Bitcoin => Development & Technical Discussion => Topic started by: piotr_n on August 16, 2016, 10:24:56 AM



Title: Questions about hash_serialized, returned by gettxoutsetinfo
Post by: piotr_n on August 16, 2016, 10:24:56 AM
Recently I've read somewhere that the way hash_serialized gets calculated has changed, but I just want to ask about the last version (not yet released):

How exactly is it calculated?
Specifically, can someone please confirm that I need to have the utxo records sorted, in order to calculate it.

How are they sorted?

Also, are there any plans to make this hash more open and verifiable, for a purpose of setting up fresh nodes with a snapshots of an UTXO database?
I'd imagine setting up a node with a snapshot of the coinstate db, without the need to build it up from the blockchain.
That'd save shit loads of time, bandwidth and disk space.


Title: Re: Question about hash_serialized, returned by gettxoutsetinfo
Post by: achow101 on August 16, 2016, 12:54:45 PM
I'm not entirely sure how it is calculated, but the functions for getting all of that data is in the code at https://github.com/bitcoin/bitcoin/blob/37d83bb0a980996338d9bc9dbdbf0175eeaba9a2/src/rpc/blockchain.cpp#L633


Title: Re: Question about hash_serialized, returned by gettxoutsetinfo
Post by: piotr_n on August 16, 2016, 01:44:20 PM
I'm not entirely sure how it is calculated, but the functions for getting all of that data is in the code at https://github.com/bitcoin/bitcoin/blob/37d83bb0a980996338d9bc9dbdbf0175eeaba9a2/src/rpc/blockchain.cpp#L633
thanks. I have actually seen that after I sent the post - sorry :)

it seems that since 0.12.1 the "ss << key;" was added.

obviously, looking into this code, it's just a hash of a serialized data and the records must come in a sorted order.
I'm not sure how they are sorted, but I'd guess it's given by leveldb, so probably sorted by txid. either little, or big endian..

shame it uses a sorted order, as it becomes very hard to calculate this value with a different utxo db engine (one which does not keep sorted records).
I'd rather calculate a separate hash of each "key+record(s)" and xor all the hashes together to get the final value.


Title: Re: Question about hash_serialized, returned by gettxoutsetinfo
Post by: piotr_n on August 16, 2016, 02:11:19 PM
I imagine the idea behind hashing it like this was to be able to verify a disk snapshot of the database, using a single command line and some common existing tools.

which keeps making me curious about where is the code that stores the snapshot on the disk or imports it into the client..


Title: Re: Questions about hash_serialized, returned by gettxoutsetinfo
Post by: gmaxwell on August 17, 2016, 09:15:46 AM
The only purpose of it is bitcoin core specific software testing, it's effectively free to compute while returning those other statistics, and it allows rapid isolation of suspected database corruption or inconsistency.

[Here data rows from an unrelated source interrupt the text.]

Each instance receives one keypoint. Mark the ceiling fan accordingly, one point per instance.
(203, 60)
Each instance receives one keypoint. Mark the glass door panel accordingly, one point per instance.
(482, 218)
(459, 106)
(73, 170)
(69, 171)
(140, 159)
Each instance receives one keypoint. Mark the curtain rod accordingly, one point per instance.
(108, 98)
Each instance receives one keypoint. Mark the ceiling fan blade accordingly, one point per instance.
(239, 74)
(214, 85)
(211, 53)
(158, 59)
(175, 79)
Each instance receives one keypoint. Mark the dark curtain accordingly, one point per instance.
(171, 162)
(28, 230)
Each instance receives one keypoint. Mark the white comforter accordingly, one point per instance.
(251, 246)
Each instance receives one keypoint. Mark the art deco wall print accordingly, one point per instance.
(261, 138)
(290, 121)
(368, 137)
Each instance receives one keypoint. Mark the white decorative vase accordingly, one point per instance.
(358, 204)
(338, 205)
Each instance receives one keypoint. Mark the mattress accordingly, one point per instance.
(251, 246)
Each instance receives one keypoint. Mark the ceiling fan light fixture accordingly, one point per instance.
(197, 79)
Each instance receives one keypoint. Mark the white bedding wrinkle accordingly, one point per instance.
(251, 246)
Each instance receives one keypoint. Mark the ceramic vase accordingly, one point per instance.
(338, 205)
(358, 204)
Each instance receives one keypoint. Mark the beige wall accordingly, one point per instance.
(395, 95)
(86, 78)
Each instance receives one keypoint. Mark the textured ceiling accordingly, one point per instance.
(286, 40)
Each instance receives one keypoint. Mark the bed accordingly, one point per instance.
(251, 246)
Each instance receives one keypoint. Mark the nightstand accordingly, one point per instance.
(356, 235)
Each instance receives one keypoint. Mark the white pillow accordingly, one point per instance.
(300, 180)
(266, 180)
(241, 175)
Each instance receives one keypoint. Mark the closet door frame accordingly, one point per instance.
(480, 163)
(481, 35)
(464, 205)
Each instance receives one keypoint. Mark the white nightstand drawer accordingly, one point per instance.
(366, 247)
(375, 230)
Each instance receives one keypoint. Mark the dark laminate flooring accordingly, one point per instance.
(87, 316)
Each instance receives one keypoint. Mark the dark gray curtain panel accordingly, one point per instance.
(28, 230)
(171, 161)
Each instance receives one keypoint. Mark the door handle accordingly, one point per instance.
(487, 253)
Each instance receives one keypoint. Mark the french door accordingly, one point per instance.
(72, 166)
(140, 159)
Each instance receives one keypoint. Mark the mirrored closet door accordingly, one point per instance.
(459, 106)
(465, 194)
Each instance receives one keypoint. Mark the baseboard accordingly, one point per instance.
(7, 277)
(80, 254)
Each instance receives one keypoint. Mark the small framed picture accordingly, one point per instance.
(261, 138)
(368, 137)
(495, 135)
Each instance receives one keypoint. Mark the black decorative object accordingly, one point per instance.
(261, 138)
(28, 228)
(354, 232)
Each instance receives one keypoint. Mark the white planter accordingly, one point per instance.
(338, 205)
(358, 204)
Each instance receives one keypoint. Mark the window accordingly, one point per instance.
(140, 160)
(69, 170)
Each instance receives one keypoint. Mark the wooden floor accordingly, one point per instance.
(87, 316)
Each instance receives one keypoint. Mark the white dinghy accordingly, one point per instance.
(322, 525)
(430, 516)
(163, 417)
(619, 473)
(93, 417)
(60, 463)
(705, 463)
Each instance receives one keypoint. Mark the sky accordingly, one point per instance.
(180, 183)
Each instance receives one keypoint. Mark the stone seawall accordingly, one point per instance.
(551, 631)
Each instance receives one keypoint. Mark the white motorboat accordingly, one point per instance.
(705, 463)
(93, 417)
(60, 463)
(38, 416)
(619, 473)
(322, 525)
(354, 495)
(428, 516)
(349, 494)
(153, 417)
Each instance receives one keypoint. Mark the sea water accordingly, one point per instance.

The structure of the hashing is not well suited to other applications.

and xor all the hashes together to get the final value.
Congrats, you win today's failed cryptography trophy. :) That kind of structure is trivially to second preimage attacks using wagners algorithm for solutions to the subset sum problem.  Order independent accumulators are a tricky subject, the only that I'm aware of that have any real argument for security have huge hashes and are very slow.

The data hashed here is also _highly_ implementation specific and subject to change in any new version without warning.


Title: Re: Questions about hash_serialized, returned by gettxoutsetinfo
Post by: piotr_n on August 17, 2016, 09:27:17 AM
Congrats, you win today's failed cryptography trophy. :) That kind of structure is trivially to second preimage attacks using wagners algorithm for solutions to the subset sum problem.  

Sorry then.
I've been learning cryptography by reverse engineering your code ;)

Is it also so "trivial" when the final checksum is not 256, but e.g. 65536 bits? or 8388608 bits?
In order to get this, I'd xor each 256/512 bit hash into a different offset of the final checksum.
The offset would depend on some part of the input records (e.g. TXID).
Then, for convenience, I'd calculate and distribute a shorter hash (of the big "final checksum").

EDIT:
And, for extra security, I'd also feed the final hashing with the number of input records.